Need to send money to a friend? It’s now instantaneous. Need to quickly deposit a check? It’s now so straightforward and simple you can do it by taking a picture. Want to start investing your money? It’s now no longer an intimidating process because you have unfettered access to advice and information all at the tips of your fingers.
While fintech’s adoption was relatively slow-going at first due to integration issues, it is now spreading more rapidly across the globe. Some of you may not have even noticed just how enmeshed your lives have become with financial technology, but for those of you who regularly use fintech, you would notice its absence quite quickly — and quite frustratingly. You probably don’t have cash in your wallet right now, right? And I bet you haven’t stepped foot inside your bank’s branch in the last six months, either. This is thanks to advancements in fintech. Even something as second nature as using your smartphone to make a payment is only possible because of financial technology.

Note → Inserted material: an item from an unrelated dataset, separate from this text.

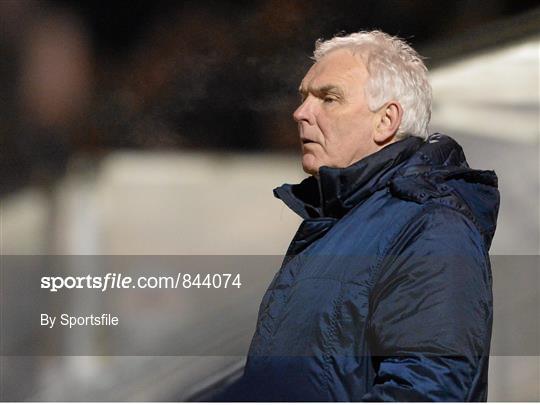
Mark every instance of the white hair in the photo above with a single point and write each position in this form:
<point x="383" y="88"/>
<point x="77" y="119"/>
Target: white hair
<point x="396" y="72"/>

These apps, tools, and resources are not only revolutionary, they are also affordable and accessible regardless of income. These are the three most significant ways consumers stand to benefit from financial technology:
- No more cash or plastic credit cards
Fintech is changing the nature of money. Some small businesses still require cash transactions as payments for their goods or services, so it may seem nonsensical to talk about how cash and credit cards are becoming obsolete, but the “death” of cash and credit cards is referring to the actual paper and plastic itself. This is a welcomed prospect by many consumers because, on average, we have around four credit cards in our wallets at all times (and when you think about it, how often do you use every single one of them?).

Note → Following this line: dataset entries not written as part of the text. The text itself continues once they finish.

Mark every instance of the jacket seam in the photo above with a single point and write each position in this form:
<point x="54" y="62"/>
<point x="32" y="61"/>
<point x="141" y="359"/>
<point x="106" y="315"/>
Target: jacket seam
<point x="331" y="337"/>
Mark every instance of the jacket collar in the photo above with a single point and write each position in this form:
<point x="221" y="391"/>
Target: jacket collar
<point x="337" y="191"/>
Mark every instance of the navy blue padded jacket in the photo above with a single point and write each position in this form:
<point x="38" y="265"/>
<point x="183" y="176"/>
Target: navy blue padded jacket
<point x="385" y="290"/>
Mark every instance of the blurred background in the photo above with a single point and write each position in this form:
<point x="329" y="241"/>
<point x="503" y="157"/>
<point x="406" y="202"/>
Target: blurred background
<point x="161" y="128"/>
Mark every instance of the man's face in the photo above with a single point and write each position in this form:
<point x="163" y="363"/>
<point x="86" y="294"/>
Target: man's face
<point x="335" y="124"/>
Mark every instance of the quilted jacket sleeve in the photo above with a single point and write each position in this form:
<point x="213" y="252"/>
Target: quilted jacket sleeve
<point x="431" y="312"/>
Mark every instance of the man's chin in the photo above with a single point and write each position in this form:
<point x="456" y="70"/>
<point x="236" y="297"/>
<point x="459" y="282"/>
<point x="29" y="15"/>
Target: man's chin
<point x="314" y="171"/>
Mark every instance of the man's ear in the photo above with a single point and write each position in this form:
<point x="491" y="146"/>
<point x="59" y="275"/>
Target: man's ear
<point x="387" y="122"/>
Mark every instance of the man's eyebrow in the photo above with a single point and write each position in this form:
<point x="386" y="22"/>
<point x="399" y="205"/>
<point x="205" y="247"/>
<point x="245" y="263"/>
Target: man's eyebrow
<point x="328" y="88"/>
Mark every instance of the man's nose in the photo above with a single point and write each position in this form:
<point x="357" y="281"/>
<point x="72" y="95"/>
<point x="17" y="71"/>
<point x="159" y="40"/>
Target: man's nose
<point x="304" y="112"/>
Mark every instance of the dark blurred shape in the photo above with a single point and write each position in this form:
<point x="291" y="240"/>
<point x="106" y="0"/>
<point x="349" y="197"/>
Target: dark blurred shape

Companies have begun to create “all in one” credit cards, which will allow consumers to add as many payment methods as possible under one central credit card. In America, the Coin app allows consumers to combine all debit, credit, and loyalty cards together for easier access. Overseas, London-based app Curve also offers this same accessibility and convenience.

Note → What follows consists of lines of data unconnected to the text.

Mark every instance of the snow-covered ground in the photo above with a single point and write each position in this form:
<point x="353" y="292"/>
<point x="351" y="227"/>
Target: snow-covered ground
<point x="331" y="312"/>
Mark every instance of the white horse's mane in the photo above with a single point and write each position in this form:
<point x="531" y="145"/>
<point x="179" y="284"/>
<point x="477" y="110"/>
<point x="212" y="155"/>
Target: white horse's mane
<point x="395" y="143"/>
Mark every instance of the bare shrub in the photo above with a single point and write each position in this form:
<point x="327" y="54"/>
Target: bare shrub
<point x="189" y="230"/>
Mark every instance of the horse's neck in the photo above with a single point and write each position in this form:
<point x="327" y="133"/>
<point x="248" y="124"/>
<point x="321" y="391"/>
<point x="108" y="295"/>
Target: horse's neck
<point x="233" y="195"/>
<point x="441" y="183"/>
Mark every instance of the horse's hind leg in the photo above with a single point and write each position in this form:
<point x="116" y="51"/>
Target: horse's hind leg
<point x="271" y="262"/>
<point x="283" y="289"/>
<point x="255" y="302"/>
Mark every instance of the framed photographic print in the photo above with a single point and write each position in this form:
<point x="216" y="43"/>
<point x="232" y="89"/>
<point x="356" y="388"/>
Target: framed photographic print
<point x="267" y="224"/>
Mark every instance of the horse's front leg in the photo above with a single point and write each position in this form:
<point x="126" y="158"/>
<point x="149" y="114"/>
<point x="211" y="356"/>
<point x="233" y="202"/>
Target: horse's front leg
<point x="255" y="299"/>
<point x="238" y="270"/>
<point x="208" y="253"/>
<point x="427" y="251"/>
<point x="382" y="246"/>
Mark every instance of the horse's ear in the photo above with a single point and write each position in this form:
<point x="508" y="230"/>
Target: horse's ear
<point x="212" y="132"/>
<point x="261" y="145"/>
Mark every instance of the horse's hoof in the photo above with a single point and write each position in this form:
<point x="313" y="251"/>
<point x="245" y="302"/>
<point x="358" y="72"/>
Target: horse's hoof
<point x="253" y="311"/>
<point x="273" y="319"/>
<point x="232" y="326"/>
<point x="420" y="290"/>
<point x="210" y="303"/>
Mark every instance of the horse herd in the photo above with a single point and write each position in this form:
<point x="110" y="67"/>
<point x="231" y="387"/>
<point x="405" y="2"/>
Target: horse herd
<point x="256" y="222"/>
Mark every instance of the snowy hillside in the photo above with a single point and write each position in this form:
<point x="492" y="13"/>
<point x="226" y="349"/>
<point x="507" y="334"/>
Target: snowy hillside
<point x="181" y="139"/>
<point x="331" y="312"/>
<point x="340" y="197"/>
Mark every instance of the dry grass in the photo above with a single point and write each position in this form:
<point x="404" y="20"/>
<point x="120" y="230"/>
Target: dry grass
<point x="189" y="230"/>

- The rise of peer-to-peer lending
We’ve all been in situations where we need fast funding. Say, for example, you had an emergency expense come up but didn’t have the money to pay for it. Or, you were traveling and ran out of money before the end of your trip. Before, you’d have to go to a bank, apply for a loan, and wait a few weeks before you find out whether you were approved or denied. In other words, you had to hope for the best. Today, there are alternative funding options, like Lending Club, that allow you to borrow money from other people. You will get approved or denied in minutes, and you won’t have to worry about high interest rates and being tied to a financial institution. - An easier (and more affordable) way to save money
In the past, if you wanted someone to inform you on investment best practices, you would have to work with a financial advisor. Getting a third-party person involved in your personal finances comes with steep fees, which is counterintuitive when you are taking measures to save more money. Acorns is a great place to start for consumers who aren’t as familiar with available investing apps. When you shop, it will round up to the next dollar and pull that money from your account and into the app, which helps you save and invest all at the same time without even thinking about it.